Spending was mixed with increases in personal care (+1.1%), electronics & appliances (+0.6%), food & beverage (+0.6%), restaurants (+0.3%), and internet retail (+0.2%), offsetting decreases in home furnishings (-2.0%), miscellaneous retail (-1.7%), sporting & hobby (-0.8%), building materials (-0.3%), gas stations (-0.3%), and general merchandise (-0.2%). Core retail sales, a measurement that excludes spending on autos, gasoline, building materials, and food services, increased (+0.2%) in October. September’s core retail sales were revised to show sales increasing (+0.7%) instead of (+0.6%).
Residential Building Permits
The U.S. Census Bureau reported new residential building permits were up (+1.1%) in October to a seasonally adjusted 1.471M, (-4.4%) below the October 2022 rate of 1.555M. Single-family permits were up (+0.5%) to 968K from a downwardly revised September figure of 963K. Regionally, single-family permits were mixed with readings of Northeast (+7.4%), West (+2.0%), Midwest (-1.7%), and South (-0.2%). Permits for 2 to 4 units were reported up (+2.0%), and five units or more were up (+2.2%). Privately-owned housing starts increased (+1.9%) to 1.372M, from a downwardly revised September estimate of 1.346M, and (-4.2%) below the October 2022 rate of 1.432M.
Single-family starts were up (+0.2%) to 970K as single-family homebuilding increased in the Northeast (+12.0%) and West (+12.3%), while the South (-4.9%) and Midwest (-0.9%) both saw decreases.

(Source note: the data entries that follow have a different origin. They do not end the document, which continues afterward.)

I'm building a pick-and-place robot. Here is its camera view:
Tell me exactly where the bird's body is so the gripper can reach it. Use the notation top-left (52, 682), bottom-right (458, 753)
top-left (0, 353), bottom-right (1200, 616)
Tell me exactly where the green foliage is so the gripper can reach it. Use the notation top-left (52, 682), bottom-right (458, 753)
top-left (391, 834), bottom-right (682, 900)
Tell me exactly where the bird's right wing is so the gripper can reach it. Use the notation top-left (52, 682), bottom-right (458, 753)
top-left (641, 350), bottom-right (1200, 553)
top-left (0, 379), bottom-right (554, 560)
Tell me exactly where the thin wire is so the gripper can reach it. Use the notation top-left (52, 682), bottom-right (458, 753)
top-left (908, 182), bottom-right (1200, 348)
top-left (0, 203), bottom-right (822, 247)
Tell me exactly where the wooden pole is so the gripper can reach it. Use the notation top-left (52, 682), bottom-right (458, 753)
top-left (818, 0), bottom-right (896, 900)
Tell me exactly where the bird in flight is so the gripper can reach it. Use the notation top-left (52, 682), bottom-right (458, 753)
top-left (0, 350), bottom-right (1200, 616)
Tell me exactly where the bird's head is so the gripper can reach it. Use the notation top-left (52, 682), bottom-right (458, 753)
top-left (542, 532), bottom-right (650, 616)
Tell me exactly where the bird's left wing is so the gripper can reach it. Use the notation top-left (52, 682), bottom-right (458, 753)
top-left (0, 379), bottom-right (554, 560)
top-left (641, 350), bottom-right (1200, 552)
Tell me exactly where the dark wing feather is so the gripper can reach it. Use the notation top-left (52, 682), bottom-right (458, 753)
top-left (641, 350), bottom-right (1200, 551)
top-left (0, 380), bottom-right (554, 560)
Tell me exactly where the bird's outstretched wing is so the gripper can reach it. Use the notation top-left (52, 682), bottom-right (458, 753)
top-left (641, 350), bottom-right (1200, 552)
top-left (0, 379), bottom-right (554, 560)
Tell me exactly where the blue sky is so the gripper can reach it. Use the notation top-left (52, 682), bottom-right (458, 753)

Housing starts for five units or more increased (+4.9%) to 382K from a downwardly revised September figure of 364K and are down (-31.8%) year over year. Privately-owned housing completions reported at 1.410M, down (-4.6%) from September’s upwardly revised 1.478M reading and up (+4.6%) over October 2022. Single-family housing completions were reported at 993K, a (-0.9%) decrease from September’s upwardly revised rate of 1.002M, up (+2.0%) from October 2022.